Mira wanted to commercialize the UCSF Multiple Sclerosis Bioscreen project and to add additional neurological diseases which require multiple types of data  (including biomarkers, clinical, and imaging). They wanted to help medical centers and large providers assess disease progression to guide therapeutic decision-making.  Over the course of the class Mira Medicine team spoke to over 80 customers, partners and payers.

Here’s their 2 minute video summary

If you can’t see the video above, click here.

Then reality hit. First, the team found that their Multiple Sclerosis Bioscreen application (which they used as their MVP) was just a “nice-to-have”, not a “must-have”. In fact, the “must have features” were their future predictive algorithms. Next, they found that if their tool can enable a diagnosis, (even without claiming it could) then it was likely that the FDA would require a  510(k) medical device clearance. Then they found to get reimbursed they need a CPT code (and they had to decide whether to code stack – using multiple codes for “one” diagnosis, and thereby getting multiple reimbursements for one test. (The rules have changed so that code stacking is hard or impossible), Or get a new CPT code, or use miscellaneous code.) To get a new CPT and a 510(k) they would have to perform a some sort of clinical study. At a minimum a 1-year prospective study (a study to see if the neurologists using the application had patients with a better outcome then those who didn’t have access to the app). Getting approval to use an existing (aka old) CPT code means showing equivalence to an existing dx process or test, and the requirements are code-specific. Finally, to get access to data sources of other MS patients they would need to have HIPPA Business Associate Agreement.

Watch their Lessons Learned video below and find out how they pivoted and what happened.

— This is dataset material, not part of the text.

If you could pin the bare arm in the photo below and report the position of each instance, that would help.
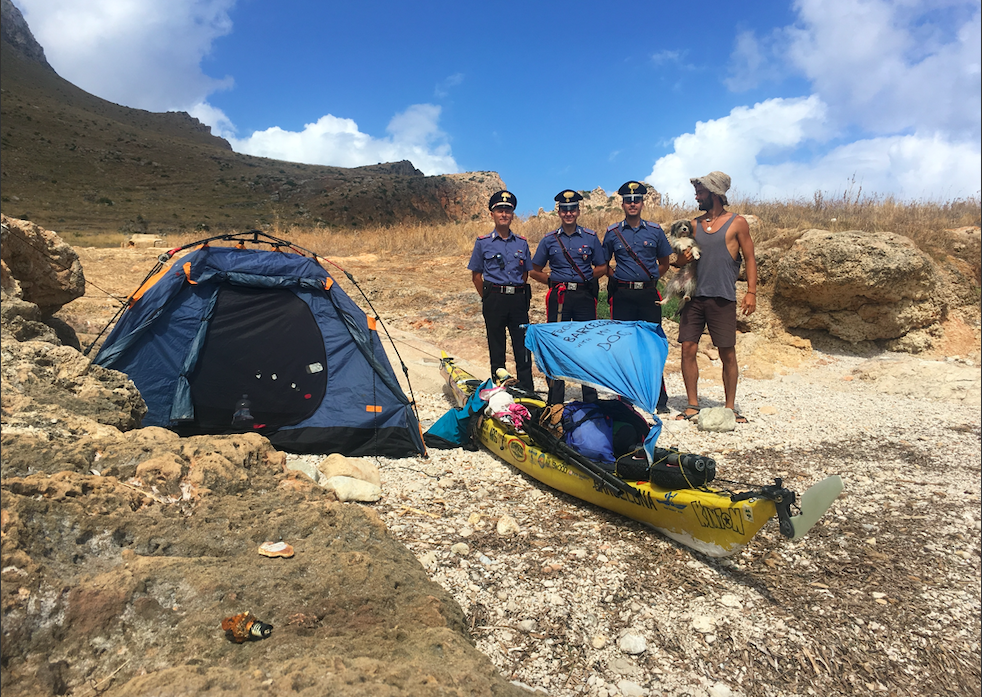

If you can’t see the video above click here

Look at their Lesson Learned slides below If you can’t see the presentation above, click here

Lessons Learned

  • Researchers and PI’s come in believing “My science/project/data are so good that people will immediately see the value and be willing to pay for it.  It will “sell itself”.
  • A business is much more than just good science: it is about customers seeing value and being willing to pay and proper validation and reimbursement coding and
  • A successful business is the sum (and integration!) of all the parts of the business model canvas.
    • It includes reimbursement, regulation, IP, validation, channel access, etc.